PNNL

Abstract

A modified Fast Spectral Bin Microphysics scheme (FSBM-2) embedded into the Weather Research and Forecasting Model (WRF) is used to simulate a mesoscale deep convective system observed during the Midlatitude Continental Convective Clouds Experiment (MC3E). FSBM-2 uses modified source codes as compared to the current FSBM (FSBM-1). In contrast to FSBM-1, FSBM-2 can simulate hail of several cm in diameter and includes additional processes such as spontaneous breakup of raindrops and aerosol regeneration by drop evaporation. It is shown that allowing large hail particles of diameters exceeding about 1 cm substantially increases the agreement between the simulated and observed squall-line structures both in the convective and stratiform regions. In contrast, if graupel particles are used to represent high-density hydrometeors in convective areas, the ratio of convective-to-stratiform areas diverges from the ratio seen in observations and maximum radar reflectivities are substantially underestimated.
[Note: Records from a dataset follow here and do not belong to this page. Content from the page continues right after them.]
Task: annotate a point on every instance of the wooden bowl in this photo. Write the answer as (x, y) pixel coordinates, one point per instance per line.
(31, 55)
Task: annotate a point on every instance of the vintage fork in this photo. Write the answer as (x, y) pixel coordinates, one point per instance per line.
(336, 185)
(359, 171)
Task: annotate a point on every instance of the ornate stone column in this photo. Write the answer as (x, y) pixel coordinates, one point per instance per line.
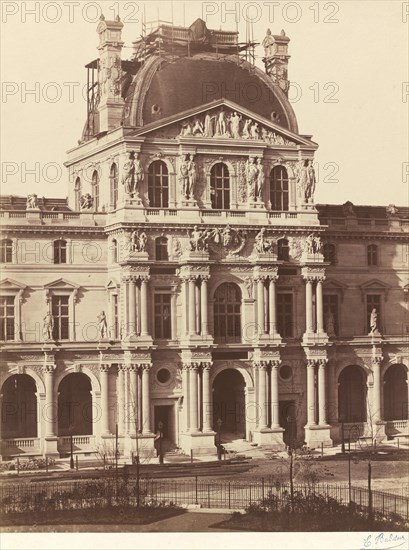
(144, 306)
(193, 398)
(121, 399)
(308, 305)
(272, 306)
(185, 386)
(103, 375)
(203, 306)
(132, 306)
(262, 395)
(197, 309)
(50, 403)
(275, 415)
(310, 393)
(320, 307)
(322, 397)
(207, 410)
(260, 305)
(376, 368)
(192, 306)
(146, 410)
(133, 400)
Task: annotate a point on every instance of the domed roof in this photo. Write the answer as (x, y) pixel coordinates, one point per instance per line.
(166, 86)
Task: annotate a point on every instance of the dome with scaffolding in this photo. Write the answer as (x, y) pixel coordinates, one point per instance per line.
(176, 69)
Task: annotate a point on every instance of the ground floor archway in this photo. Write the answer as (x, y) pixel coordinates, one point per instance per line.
(229, 404)
(395, 402)
(352, 394)
(19, 407)
(75, 414)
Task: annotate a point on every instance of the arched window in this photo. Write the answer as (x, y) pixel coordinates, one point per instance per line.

Analysis of snow size distributions in the stratiform area shows an important link between the ice crystals formed by homogeneous freezing in the convective area to ice particle number concentration in the stratiform region. Simulated raindrop size distributions in the stratiform area below the melting level from FSBM-2 show a good agreement with observations. The regeneration of CCN by droplet evaporation and detrainment of these CCN to the stratiform region increases the concentration of CCN there up to 8-9 km altitude; the additional CCN penetrate clouds and produce new droplets, leading to some convection intensification. Key words: Mesoscale convective systems (MCS), squall lines, spectral bin microphysics, large hail, in-cloud nucleation, size distributions of hydrometeors in MCS.